I never thought lake Margery at Charlie Elliot produced monsters like that, 2 of the top 5 fish are out of that lake.


----------



## Old Dead River (May 3, 2014)

note one of sam's fish came in july ...


----------



## Coon Krazy (May 4, 2014)

Ive seen 2 over 15 come out of the Tussahaw resivor. Guess nobody reported them.


----------



## JRDIII (May 4, 2014)

So do the Eufala catches get credited on Alabama's list, too?


----------



## alexmlane (May 5, 2014)

JRDIII said:


> So do the Eufala catches get credited on Alabama's list, too?



 And would this be the same for West Point, Bartlett's Ferry, Goat Rock and Lake Oliver? (all border AL & GA)


----------



## blue76 (May 5, 2014)

Maybe Sam Taylor caught the same fish in a private pond over and over???


----------



## tween_the_banks (May 5, 2014)

I wonder if there is a list for each river in Georgia, heck, even creeks. Last year I saw a fellow pull a fish from a creek by the house that had to be over 5 lbs. The wife and I were going to take our daughter swimming and crawdad hunting and I walk under thebridge and see this guy in a panic trying to get the fish to the bank. At the time i figured he was catfishing and had hooked into a decent creek cat but when i saw the bass with a spinnerbait hanging out of its lip, I started panicking with him!

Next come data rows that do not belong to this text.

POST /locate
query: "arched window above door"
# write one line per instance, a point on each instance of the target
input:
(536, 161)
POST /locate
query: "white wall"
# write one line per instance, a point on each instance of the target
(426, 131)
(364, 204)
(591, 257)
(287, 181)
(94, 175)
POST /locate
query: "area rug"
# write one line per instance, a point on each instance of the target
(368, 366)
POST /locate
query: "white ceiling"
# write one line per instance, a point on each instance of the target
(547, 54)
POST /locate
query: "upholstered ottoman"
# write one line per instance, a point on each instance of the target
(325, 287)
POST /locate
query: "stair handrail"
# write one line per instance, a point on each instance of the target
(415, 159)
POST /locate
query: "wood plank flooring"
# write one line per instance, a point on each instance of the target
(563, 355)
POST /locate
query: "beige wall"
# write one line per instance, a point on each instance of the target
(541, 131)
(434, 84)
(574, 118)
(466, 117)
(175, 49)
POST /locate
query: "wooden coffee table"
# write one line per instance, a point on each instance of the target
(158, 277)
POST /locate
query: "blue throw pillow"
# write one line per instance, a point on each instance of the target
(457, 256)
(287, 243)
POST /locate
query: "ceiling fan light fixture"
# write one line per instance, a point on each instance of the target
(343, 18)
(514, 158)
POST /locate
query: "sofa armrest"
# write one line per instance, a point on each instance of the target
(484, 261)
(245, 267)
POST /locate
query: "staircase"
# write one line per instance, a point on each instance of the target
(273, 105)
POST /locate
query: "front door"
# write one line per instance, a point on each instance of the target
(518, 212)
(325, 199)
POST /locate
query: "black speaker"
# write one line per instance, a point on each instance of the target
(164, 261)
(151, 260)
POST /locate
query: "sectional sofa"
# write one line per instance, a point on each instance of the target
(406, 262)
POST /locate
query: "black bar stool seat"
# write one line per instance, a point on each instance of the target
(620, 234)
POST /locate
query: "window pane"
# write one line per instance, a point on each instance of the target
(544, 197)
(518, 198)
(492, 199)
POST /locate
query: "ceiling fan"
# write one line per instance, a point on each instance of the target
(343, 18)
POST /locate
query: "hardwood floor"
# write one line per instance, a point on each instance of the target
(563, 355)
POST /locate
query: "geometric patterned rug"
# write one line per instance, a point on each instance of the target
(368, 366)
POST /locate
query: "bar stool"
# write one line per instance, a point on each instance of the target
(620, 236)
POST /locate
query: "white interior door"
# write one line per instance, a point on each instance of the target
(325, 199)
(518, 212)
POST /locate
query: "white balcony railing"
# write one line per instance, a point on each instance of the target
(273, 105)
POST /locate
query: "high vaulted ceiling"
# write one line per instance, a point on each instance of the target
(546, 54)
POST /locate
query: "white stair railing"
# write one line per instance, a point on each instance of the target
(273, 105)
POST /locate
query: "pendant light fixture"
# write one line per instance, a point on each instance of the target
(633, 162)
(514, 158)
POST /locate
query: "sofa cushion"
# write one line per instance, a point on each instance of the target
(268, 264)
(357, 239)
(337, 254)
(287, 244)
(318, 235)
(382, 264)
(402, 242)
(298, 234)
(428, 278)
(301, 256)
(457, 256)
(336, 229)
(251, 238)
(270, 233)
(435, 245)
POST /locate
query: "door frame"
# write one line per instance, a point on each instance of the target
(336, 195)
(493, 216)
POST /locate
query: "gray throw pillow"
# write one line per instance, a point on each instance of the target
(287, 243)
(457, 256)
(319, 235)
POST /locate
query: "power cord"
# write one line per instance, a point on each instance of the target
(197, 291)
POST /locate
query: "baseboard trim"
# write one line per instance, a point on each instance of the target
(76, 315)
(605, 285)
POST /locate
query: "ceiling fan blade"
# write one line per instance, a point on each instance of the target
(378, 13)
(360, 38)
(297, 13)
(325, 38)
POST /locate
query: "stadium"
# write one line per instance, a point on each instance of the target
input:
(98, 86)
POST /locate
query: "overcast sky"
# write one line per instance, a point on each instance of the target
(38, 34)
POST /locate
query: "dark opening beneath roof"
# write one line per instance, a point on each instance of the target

Do they keep tabs or lists on the creeks and rivers or do they just compile the catches into a freshwater list? I know lakes have lists...


----------



## blink (May 5, 2014)

Chastain Lake. cant fish in it anymore but i hear its full of big shad.


----------



## bobby07 (May 5, 2014)

I got property for sale on Montgomery lake if anybody wants some. I'll sell it cheap! Hadn't had a bite there in years.


----------



## riprap (May 5, 2014)

Raymond with the bb boom had made this list until the haterz pushed him down.


----------



## Crappie Dude (May 5, 2014)

Yes:

GON publishes a lake and river record each February issue, I believe....


----------



## F.A.R.R. (May 5, 2014)

WPrich said:


> I never thought lake Margery at Charlie Elliot produced monsters like that, 2 of the top 5 fish are out of that lake.



I'm pretty sure these where caught when it was still private.

There were some huge fish pulled out of there once the State started running it...but it has changed


----------



## 615groundpounder (May 6, 2014)

F.A.R.R. said:


> I'm pretty sure these where caught when it was still private.
> 
> There were some huge fish pulled out of there once the State started running it...but it has changed



The dam also had to be repaired after these fish were caught and the lake was drained.  It hasn't gotten back to what it once was.


----------



## Crappie Dude (May 6, 2014)

Blue 76:  Couldn't have been from the same lake.  If you look at the list Sam Taylor had to have atleast 3 honey holes because he has fish on that list from 3 counties (Taylor, Marion and Upson).


----------



## gsp754 (May 6, 2014)

That list is only as good as the people who report their catch, I know of 5 different bass caught in public water that would be on that list, all of them 15+lb bass. One of the 5 was caught this weekend. I would love to see a REAL list, but I don't blame anyone for not reporting their catch, i wouldnt either. Unless it's a new world record you have nothing to gain by advertising what you catch or kill.


----------